Old Stuff - Lying
I just read “The Liars’ Dance” in Crown’s book. Wow, that chapter struck me as so fundamentally true that I think I will base my next training period on it. I had to come in here and write about it to help myself internalize it.
Crown begins by reminding us that if when you attack, your opponent is “centered” (ready for the attack) you have no chance of hitting him. Therefore you must first uncenter him. The best way to do so is to lie to him, feint. Actually as I think about it now there are other ways to lie besides the feint. You could lead your opponent to believe that you are vulnerable with an invite, for now I am going to think about the feint.
It is not sufficient to lie. According to Crown you have to have two things in order to lie efectivly. You have to have “credibility and believability“. Credibility is the likelihood that your lie is in fact truth.
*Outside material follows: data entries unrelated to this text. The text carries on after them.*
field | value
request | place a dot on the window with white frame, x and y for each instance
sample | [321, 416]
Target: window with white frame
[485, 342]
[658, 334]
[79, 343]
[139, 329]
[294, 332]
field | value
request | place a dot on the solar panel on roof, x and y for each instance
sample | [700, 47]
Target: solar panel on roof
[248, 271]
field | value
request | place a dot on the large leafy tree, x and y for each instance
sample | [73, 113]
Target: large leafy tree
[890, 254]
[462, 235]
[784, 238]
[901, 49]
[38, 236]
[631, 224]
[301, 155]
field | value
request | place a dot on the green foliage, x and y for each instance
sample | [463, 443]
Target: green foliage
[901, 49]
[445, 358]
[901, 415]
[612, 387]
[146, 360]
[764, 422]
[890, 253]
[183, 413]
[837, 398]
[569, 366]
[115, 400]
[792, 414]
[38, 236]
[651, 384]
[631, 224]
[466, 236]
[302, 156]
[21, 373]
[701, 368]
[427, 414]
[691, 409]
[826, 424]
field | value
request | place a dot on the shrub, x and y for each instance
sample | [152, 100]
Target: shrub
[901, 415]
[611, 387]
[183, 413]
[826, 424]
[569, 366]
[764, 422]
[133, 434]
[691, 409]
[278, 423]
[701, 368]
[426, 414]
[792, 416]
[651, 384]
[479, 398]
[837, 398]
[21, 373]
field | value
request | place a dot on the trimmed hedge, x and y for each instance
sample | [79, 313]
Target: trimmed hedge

As Crown correctly points out, someone who lies all the time will not be believed. In order to establish credibility it is necessary to tell the truth most of the time. This is where I am failing. I always feint for the first 1-2 attacks. My first attack is never meaningfully accept as a pick for an extended peripheral (primary hand or leg).
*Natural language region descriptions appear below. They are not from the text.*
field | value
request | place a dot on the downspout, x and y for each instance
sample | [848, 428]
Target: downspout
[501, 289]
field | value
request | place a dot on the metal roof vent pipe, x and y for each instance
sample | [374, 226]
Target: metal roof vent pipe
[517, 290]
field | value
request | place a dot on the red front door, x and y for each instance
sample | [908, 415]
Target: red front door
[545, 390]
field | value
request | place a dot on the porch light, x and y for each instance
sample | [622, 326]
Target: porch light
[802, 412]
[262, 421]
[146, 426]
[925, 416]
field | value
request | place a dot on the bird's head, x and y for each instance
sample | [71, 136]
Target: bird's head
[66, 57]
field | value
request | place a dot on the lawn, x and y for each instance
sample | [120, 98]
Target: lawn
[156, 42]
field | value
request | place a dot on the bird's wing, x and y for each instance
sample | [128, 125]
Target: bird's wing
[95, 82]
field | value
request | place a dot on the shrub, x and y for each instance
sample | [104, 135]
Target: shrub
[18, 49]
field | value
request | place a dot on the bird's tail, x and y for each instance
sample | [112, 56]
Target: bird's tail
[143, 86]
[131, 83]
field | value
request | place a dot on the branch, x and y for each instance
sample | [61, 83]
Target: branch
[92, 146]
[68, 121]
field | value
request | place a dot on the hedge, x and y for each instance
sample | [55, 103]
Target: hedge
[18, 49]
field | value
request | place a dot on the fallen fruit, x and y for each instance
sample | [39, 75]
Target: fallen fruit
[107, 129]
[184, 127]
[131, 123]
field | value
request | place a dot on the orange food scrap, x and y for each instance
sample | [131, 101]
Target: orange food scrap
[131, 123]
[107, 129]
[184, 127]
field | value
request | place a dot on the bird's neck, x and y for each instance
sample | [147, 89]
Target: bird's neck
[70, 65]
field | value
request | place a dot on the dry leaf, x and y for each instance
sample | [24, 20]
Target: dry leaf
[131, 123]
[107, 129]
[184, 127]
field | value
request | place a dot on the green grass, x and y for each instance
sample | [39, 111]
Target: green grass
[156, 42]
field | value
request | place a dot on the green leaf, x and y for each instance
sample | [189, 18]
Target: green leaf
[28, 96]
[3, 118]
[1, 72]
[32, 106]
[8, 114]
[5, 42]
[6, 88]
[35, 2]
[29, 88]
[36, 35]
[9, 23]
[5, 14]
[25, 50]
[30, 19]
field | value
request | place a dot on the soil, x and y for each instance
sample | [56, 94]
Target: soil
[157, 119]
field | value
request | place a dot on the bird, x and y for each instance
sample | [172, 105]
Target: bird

In retrospect I have faced opponents who at the time I perceived as unresponsive to my feints. I would attack them with a two or three shot combination and about shot two they gacked me in the face. In the past, I thought that they were just not interested in my attack. That they were so focused on their attack that they neglected to notice mine. In some cases that may have a glimmer of truth, however, I see now that the fact is they were not threatened by my attack. They did not believe my lie. They did not believe my lie because I lacked credibility. I had not first established the menace of my attack.
So, I learned to deal with that sort of opponent by letting them attack (playing the rock). That is what they wanted to do, so let them, then beat them on the counter attack (let them run screaming onto a line that I just closed because they didn’t bother to lie to me before they attacked). This tactic only works for so long. After you have done it for a couple of times your opponent begins to catch on (Hey every time I commit to my uberattack (TM) I get gacked in the face). This makes them more cautious, more random in what they might do, more dangerous. I was stuck with this sort of fighter. Now I see that I should try to establish credibility. This sort of opponent wants to believe that the uberattack is the way to win. So, I should feed them a couple of committed attacks. Let them think that I to believe in the uberattack, and then what have we here on the fourth attack Logan didn’t commit to the body but instead changed lines and delivered a perfect touch to the mask.
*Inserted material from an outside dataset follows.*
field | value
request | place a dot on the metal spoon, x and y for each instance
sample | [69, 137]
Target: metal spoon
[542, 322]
Also, I see that my fighting with other types of fencers has suffered because of my poor credibility. In general I need to work on delivering more committed single attacks to help establish the idea that you had better parry that first attack or it will certainly hit you!
The second part of the lie is believability. Believability is making your lie look as much like the truth as possible. In the case of a feint it is making your feint attack look so much like a real attack that your opponent parries. I understand this. I got over it a couple years ago. At the time I was in the habit of just sticking my sword out and moving it around expecting my opponent to believe I was attacking them. On some people that worked, however it was not enough. Many opponents saw that I was not threatening them, that my feint sometimes even didn’t point at their body, and that it did not move with intent. I was just sticking my arm out. I see a lot of scola fencers stuck in the same place. Since then I have learned to point my feints at threatening targets, to move the feint fast (giving the impression that I intend to continue on that line and that they must parry now or be to slow), to move the hips, shoulder, or feet (try making a small, 1 inch lunge) a bit or even to suggest a committed attack. I may come back to this later but for now I am going to say that my believability is much better than my credibility.
I think that believability has impact on my defense. I need to work on being more skeptical of other peoples attacks. I need to weight longer to defend. I need to force my opponent to make such a believable attack that in fact it becomes a real, committed attack. I will endeavor to not let people lie to me. To force them to tell the truth. To quote Crown directly by forcing my opponent to tell the truth I “become the locus of control of my opponent’s behavior”. That has a good ring to it.